Calibration & Clinical Trials
Properly calibrated devices and equipment are critical in a clinical trial environment. Per ICH GCP 8.2.12, any medical, laboratory, technical procedures, or tests require some type of certification, accreditation, established quality control process, external quality assessment, or other validation to document the competence of a facility to perform required tests and support reliability of the results.
Calibration is done according to schedules that are dictated by your research site's internal SOPs or clinical trial protocols. For example, a protocol might dictate a certain speed for a centrifuge. Documentation regarding device and equipment calibration & validation should always be available in case of an audit or inspection.
Devices and equipment that have been calibrated typically have a sticker placed on them that is initialed, dated and states the next date that they are to be serviced.
Remembering to Recalibrate
Here's where it gets hard - how do you remember when to schedule the next calibration date? Most study sites do one of the following:
Trust that their calibration vendors will remember in time.
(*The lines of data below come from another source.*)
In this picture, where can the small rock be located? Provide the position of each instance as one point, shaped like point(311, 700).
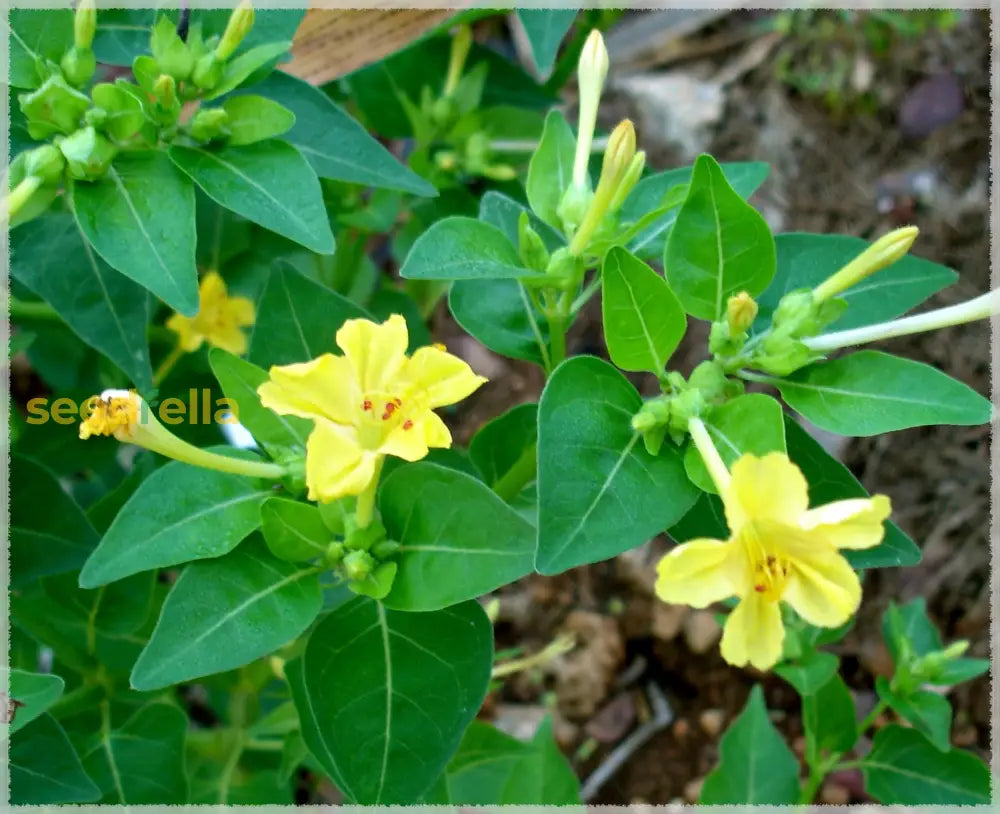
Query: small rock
point(701, 631)
point(711, 721)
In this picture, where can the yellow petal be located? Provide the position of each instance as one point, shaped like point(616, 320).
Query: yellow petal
point(698, 573)
point(753, 633)
point(323, 388)
point(377, 352)
point(857, 523)
point(823, 588)
point(768, 488)
point(336, 465)
point(443, 377)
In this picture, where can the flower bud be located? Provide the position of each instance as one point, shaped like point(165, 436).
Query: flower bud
point(240, 23)
point(883, 252)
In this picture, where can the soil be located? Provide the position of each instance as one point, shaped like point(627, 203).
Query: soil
point(856, 174)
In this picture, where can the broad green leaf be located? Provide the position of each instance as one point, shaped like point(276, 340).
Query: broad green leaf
point(49, 533)
point(459, 248)
point(870, 392)
point(239, 380)
point(755, 765)
point(829, 719)
point(806, 260)
point(501, 443)
point(458, 540)
point(35, 35)
point(179, 513)
point(720, 245)
point(599, 491)
point(650, 193)
point(34, 694)
point(928, 712)
point(546, 28)
point(643, 321)
point(751, 424)
point(905, 768)
point(268, 182)
point(142, 761)
point(830, 480)
point(333, 143)
point(550, 171)
point(45, 769)
point(297, 320)
point(104, 308)
point(225, 613)
point(385, 732)
point(140, 219)
point(293, 531)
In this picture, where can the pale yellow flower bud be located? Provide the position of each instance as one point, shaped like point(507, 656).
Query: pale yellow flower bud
point(883, 252)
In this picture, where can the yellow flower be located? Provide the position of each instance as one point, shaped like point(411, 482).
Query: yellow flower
point(218, 321)
point(779, 549)
point(371, 402)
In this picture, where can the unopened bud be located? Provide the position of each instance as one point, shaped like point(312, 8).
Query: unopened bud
point(240, 23)
point(883, 252)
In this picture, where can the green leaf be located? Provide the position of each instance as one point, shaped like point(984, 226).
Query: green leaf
point(35, 35)
point(225, 613)
point(643, 321)
point(905, 768)
point(550, 171)
point(828, 717)
point(870, 392)
point(122, 760)
point(104, 308)
point(268, 182)
point(424, 678)
point(830, 480)
point(500, 443)
point(806, 260)
point(926, 711)
point(297, 320)
point(755, 764)
point(753, 423)
point(720, 245)
point(45, 541)
point(179, 513)
point(44, 767)
point(140, 219)
point(599, 491)
point(546, 28)
point(458, 540)
point(333, 143)
point(459, 248)
point(650, 193)
point(239, 380)
point(293, 531)
point(35, 693)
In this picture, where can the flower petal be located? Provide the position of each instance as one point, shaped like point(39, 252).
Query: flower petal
point(336, 465)
point(767, 488)
point(324, 388)
point(698, 573)
point(753, 633)
point(822, 587)
point(857, 523)
point(376, 351)
point(443, 377)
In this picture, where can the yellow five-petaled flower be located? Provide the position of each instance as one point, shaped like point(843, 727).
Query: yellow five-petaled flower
point(371, 402)
point(779, 549)
point(219, 321)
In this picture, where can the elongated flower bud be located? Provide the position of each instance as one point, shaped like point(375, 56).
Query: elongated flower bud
point(883, 252)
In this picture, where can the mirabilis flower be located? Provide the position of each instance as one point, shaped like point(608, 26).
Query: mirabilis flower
point(779, 550)
point(219, 320)
point(371, 402)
Set calendar reminders (which can quickly get annoying if you have lots of things that need to be recalibrated).
Track device and equipment recalibration dates in a spreadsheet.
Use a platform like Slope to track device and equipment recalibration dates, and assign specific team members to respond to alerts when they are generated.
Missing a recalibration date for a piece of trial equipment can have cascading consequences that introduce your research site to a tremendous amount of risk. The most important step you can take today is rechecking your SOPs, educating your study team, and ensuring that a consistent process is always followed.